5,魔軍強襲
「……以上が、私の知った世界の真実にございます」
師匠が話を終えると、場は静寂に包まれる。それも当然だろう。今聞いた話は何もかもがあまりにも規模が大きすぎ、そして出鱈目にも思えるような突飛もない話だから。
しかし、誰もその話を疑う事は出来ない。師匠の語り口が、そして身に纏う空気そのものが彼自身本気である事を如実に表しているからだ。そう、師匠は全て本音で話している。
それ故に、誰も茶化す事すら出来ない。ふざけた態度を取れず、生唾を呑む者すら居る。
そんな静寂の中、緊張した空気を破るように国王が静かに息を吐く音が聞こえた。
「……無論、その話は嘘偽りのない真実なのだろうな?」
「はい、私は一切王の御前で偽りは申しません」
「ふむ、では———」
瞬間、地を大きく揺るがす爆音が響いた。

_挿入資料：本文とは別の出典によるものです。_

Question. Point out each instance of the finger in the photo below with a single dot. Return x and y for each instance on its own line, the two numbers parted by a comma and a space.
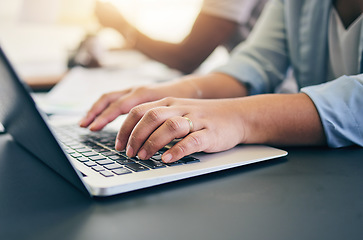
146, 127
194, 142
139, 125
172, 128
98, 107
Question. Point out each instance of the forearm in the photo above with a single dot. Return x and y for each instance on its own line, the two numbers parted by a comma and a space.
281, 119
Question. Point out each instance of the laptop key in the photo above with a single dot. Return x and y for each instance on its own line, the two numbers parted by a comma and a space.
104, 162
121, 171
89, 154
98, 168
125, 161
188, 160
152, 164
113, 166
90, 163
136, 167
106, 173
98, 157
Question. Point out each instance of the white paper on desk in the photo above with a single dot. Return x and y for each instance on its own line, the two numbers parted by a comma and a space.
81, 87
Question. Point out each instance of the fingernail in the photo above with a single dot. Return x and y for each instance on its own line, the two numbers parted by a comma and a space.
142, 154
129, 151
81, 122
118, 145
167, 157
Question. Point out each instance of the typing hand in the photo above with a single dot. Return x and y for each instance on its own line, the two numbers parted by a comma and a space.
204, 125
111, 105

その爆音に、騎士達の動揺が広がってゆく。
その混乱を、国王の大喝破が鎮める。
「静まれ‼‼今の爆発音は何だ!調べてまいれ!」
「その必要はございません」
室内を、師匠の声が響き渡る。結果、国王や騎士達の視線が一気に師匠一人へ集まる。そんな中師匠は平然とした態度で国王に告げた。

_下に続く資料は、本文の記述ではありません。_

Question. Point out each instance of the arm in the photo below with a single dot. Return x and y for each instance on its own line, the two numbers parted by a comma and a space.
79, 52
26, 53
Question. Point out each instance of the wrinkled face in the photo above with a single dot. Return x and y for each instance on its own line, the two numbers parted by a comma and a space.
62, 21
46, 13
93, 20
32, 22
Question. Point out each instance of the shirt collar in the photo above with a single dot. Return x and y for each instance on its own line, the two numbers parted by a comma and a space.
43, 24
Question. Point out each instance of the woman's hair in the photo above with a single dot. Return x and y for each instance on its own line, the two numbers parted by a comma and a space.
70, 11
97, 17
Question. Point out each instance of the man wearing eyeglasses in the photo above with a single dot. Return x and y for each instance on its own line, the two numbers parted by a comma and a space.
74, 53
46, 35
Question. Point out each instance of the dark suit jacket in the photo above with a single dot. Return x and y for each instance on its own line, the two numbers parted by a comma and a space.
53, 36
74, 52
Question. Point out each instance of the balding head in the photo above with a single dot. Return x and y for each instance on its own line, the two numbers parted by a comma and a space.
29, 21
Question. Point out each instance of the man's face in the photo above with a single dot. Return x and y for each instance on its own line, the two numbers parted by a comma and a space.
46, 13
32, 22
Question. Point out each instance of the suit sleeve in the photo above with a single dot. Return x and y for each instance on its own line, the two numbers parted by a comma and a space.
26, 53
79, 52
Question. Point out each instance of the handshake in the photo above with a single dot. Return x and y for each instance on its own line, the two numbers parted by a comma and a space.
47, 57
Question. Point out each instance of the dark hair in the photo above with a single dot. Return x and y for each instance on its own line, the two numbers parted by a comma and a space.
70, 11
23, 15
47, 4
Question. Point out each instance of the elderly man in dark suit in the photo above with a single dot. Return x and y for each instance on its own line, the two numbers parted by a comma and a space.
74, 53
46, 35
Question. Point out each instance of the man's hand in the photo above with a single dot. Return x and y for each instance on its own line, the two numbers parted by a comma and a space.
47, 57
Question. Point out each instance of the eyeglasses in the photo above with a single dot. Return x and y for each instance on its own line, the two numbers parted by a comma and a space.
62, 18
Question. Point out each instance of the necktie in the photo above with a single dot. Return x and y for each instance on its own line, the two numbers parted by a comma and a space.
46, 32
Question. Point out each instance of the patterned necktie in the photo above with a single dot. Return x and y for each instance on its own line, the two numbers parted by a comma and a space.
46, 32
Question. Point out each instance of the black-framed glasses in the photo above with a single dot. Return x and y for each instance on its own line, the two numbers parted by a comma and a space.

「どうやら魔物達が大軍勢を率いて強襲を仕掛けてきたようです。ですがご安心を、この事態も既に想定の範囲内になりますので。我らに事態の収拾を任せていただけませんか?」
「ふむ、出来るのか?」
訝しげに師匠を見る国王。だが、その反応も想定内だと師匠は頷いた。
「疑うお心も理解出来ます。ですので、我らの戦力を知ってもらう為にも我ら三名に事態の収拾を命じて欲しいのです」
その言葉に、誰より驚いたのはマリスだった。
「っ、僅か三名で魔物の大群に挑むつもり‼?」
その言葉は、恐らく半分以上俺の身を案じるものだったのだろう。マリスはきっと、以前俺の故郷が滅ぼされた時のようになるのを恐れている。
だが、その不安を俺は出来る限り優しく振り払った。
「大丈夫だ、俺も以前までの弱いままの俺じゃない。魔物の大群にだって立ち向かえるさ」
「それは…………」
それでも尚、不安そうに俺を見る。
そんなマリスと俺のやりとりを見た国王は何かを納得したような表情で頷いた。
「承知した、どのような意図でその言葉を吐いたかは知らぬが今はそち等に任せるとしよう」
「感謝します、王よ」
そうして、俺達は三人揃って謁見の間を出た。